The health is improving. Sea sickness is getting better, and fewer people are bending overboard.

June 13, 2017

Day two is, indeed, easier. The health is improving. Sea sickness is getting better, and fewer people are bending overboard. One of my friends is lying flat on his back in the corner :)

By the end of the day I finally eat. We take on a rhythm – on-call, sleeping, mastering sailing.

Tons of new information, which I had only heard in movies. Now I have to grasp all of this myself.

The captain cheering us with different tasks like breaking the sail in and out and swinging. We're struggling, but trying.

The crew is hard-core, very experienced guys. There were 6 people with us, including the captain, the housekeeper and Masha, first mate's fiance.

Whereas it takes at least 7 sailors to get control of the ship. So here we are, "25 land rodents".

Later we found out that at the time of Peter the Great, there were 150 people on the ship. About a third of them died, so there was the back up.

Much needed adaptation comes on a 3rd day. I feel like sea sickness disappeared.

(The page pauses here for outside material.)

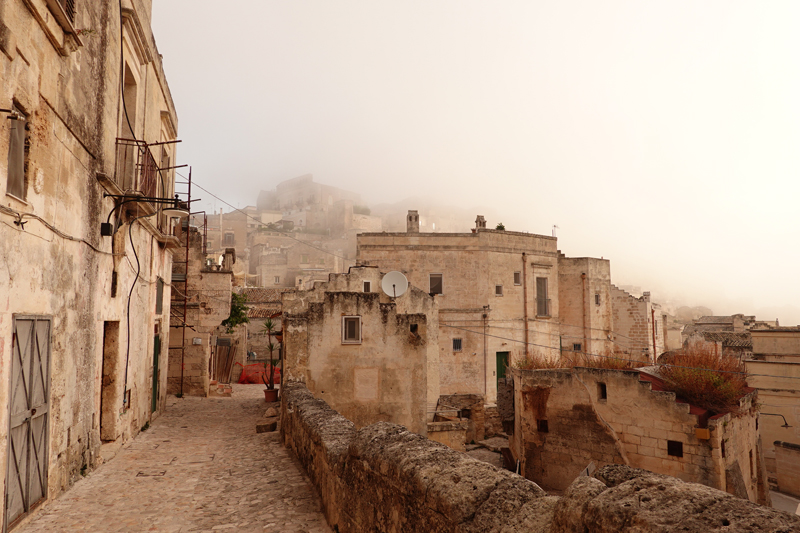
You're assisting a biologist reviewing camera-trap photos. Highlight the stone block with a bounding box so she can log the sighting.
[256,417,278,433]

I feel like myself again and the crew is alive and kicking. There are jokes and tea parties. We're eating well.

There' s a certain routine of the ship: eating, on-call, everything according to schedule. Other than that you can do what you want, there's no connection to the outside world anyway.

I finally feel good enough to write. Others either sleep, read or play games.
It's our turn to scrub the deck. It's a kind of entertainment.

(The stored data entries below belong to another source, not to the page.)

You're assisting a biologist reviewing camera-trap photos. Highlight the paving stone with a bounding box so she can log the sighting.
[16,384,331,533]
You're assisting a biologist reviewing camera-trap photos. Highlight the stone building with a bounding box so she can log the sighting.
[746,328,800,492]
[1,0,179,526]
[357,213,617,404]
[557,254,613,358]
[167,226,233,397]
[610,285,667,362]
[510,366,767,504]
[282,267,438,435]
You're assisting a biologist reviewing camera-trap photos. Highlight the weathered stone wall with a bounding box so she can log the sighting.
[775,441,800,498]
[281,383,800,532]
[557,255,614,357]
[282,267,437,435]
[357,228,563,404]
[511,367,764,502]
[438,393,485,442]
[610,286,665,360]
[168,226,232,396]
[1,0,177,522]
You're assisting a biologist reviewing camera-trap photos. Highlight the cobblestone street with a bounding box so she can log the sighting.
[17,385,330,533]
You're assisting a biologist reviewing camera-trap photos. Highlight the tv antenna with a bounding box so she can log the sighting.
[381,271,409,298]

We wash everything with the nozzle pipe at first, and then scrub down the deck. If the weather is warm, you can wear shorts and take a "shower" when you're done.

There are 6 tons of water for 30 people for at least 6 days, 33 liters per person per day. It's enough to live, but not nearly enough to stay clean.

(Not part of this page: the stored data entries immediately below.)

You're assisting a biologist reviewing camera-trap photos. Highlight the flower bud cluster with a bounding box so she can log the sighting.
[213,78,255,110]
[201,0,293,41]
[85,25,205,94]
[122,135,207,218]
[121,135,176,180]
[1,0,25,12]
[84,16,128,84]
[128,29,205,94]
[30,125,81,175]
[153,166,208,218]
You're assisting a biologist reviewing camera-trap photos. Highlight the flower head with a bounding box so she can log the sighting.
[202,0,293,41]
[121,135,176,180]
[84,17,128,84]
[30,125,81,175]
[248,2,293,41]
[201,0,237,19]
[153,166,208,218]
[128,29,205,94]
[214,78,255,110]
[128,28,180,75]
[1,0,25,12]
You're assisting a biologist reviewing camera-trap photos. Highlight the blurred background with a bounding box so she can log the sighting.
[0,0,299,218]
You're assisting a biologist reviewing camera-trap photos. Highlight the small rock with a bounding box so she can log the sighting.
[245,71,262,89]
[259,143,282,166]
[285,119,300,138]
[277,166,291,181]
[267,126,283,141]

So we take showers together with the ship :)

First we scrub down the deck, and then wash ourselves down with salty water from the nozzle pipe, and with a little freshwater afterwards.

By the end of the day the weather starts to change. At first the wind was strong and we were going fast, but now it's weaker and we're going slower. We're stuck at sea a little longer.

I cannot imagine people spending weeks at sea in old times. There was no kitchen, no electricity, WC, no water piping.

Now we have almost everything we want, however limited, but it's making it easier.